Pending home sales decreased for the fourth consecutive month in September, as higher mortgage interest rates and higher home prices curbed buying power, according to the National Association of Realtors (NAR).
NAR says the Pending Home Sales Index (PHSI), a forward-looking indicator based on contract signings, fell 5.6% to 101.6 in September – from a downwardly revised 107.6 in August – and is 1.2% below September 2012 when it was 102.8. The index is at the lowest level since December 2012 when it was 101.3; the data reflect contracts but not closings, says NAR.
‘Declining housing affordability conditions are likely responsible for the bulk of reduced contract activity,’ explains Lawrence Yun, chief economist for NAR. But he believes concerns over the government shutdown may have played a large role. "In addition, government and contract workers were on the sidelines with growing insecurity over lawmakers' inability to agree on a budget. A broader hit on consumer confidence from general uncertainty also curbs major expenditures such as home purchases."
NAR's data also reports that the PHSI in the Northeast dropped 9.6% to 76.7 in September and is 6.4% below levels from a year ago. In the Midwest, the index fell 8.3% to 102.3 in September but is 5.7% higher than in September 2012. Pending home sales in the South slipped 0.4% to an index of 116.2 in September but are 2.0% above those of a year ago. The index in the West dropped 9.0% in September to 97.3 and is 9.8% lower than in September 2012.

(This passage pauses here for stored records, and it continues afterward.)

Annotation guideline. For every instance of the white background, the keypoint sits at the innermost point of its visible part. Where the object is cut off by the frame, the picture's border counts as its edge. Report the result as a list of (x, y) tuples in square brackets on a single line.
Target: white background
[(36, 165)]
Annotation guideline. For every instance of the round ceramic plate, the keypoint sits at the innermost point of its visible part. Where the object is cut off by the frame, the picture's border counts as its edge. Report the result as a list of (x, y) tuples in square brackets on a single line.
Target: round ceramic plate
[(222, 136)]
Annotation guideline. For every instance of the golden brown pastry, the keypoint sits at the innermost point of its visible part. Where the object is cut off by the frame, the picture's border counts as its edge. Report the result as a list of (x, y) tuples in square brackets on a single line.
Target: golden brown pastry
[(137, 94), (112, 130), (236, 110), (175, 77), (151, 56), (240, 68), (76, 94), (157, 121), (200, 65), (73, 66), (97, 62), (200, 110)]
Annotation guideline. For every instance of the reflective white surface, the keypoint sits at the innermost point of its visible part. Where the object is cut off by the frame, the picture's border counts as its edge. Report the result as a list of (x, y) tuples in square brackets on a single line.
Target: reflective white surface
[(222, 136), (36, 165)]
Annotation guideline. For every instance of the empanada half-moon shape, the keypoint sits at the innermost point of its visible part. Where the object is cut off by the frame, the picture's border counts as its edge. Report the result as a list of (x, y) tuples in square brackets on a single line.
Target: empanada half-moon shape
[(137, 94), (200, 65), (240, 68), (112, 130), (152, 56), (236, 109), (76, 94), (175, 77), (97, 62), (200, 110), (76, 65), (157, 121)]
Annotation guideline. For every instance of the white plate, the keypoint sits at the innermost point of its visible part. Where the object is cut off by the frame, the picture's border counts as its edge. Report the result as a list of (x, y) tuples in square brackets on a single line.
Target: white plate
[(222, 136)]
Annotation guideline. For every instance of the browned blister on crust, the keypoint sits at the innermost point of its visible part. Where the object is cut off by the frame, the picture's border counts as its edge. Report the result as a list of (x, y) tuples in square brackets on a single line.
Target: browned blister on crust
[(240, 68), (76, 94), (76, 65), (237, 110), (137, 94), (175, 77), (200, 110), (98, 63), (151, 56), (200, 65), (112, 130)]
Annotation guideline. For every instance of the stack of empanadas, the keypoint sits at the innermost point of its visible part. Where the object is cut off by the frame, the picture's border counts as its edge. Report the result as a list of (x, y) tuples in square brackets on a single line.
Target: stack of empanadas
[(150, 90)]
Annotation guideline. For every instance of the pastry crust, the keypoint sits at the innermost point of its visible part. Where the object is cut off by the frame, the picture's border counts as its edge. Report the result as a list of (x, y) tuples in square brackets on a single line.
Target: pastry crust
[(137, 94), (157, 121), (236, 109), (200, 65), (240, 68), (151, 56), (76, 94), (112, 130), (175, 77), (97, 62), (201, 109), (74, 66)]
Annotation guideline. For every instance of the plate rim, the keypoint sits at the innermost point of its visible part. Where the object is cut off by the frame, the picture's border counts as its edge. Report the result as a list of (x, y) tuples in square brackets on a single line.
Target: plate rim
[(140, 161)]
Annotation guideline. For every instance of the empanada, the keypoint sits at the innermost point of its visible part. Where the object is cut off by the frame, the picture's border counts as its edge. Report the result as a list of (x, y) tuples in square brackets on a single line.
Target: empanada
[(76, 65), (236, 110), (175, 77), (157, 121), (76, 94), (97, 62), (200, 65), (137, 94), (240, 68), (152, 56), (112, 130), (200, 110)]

According to NAR, total existing-home sales this year will be 10% higher than those of 2012 – reaching more than 5.1 million, and they are likely to hold even for next year. The national median existing-home price is expected to rise 11% to 11.5% for all of 2013 but will moderate to a 5% to 6% gain in 2014, says NAR.
Yun says this is the first time in 29 months that pending home sales weren't above year-ago levels and that we should anticipate lower home sales in the fourth quarter – with a plateau into next year. "Even so, ongoing inventory shortages will continue to lift home prices, though at a slower single-digit growth rate next year," he explains.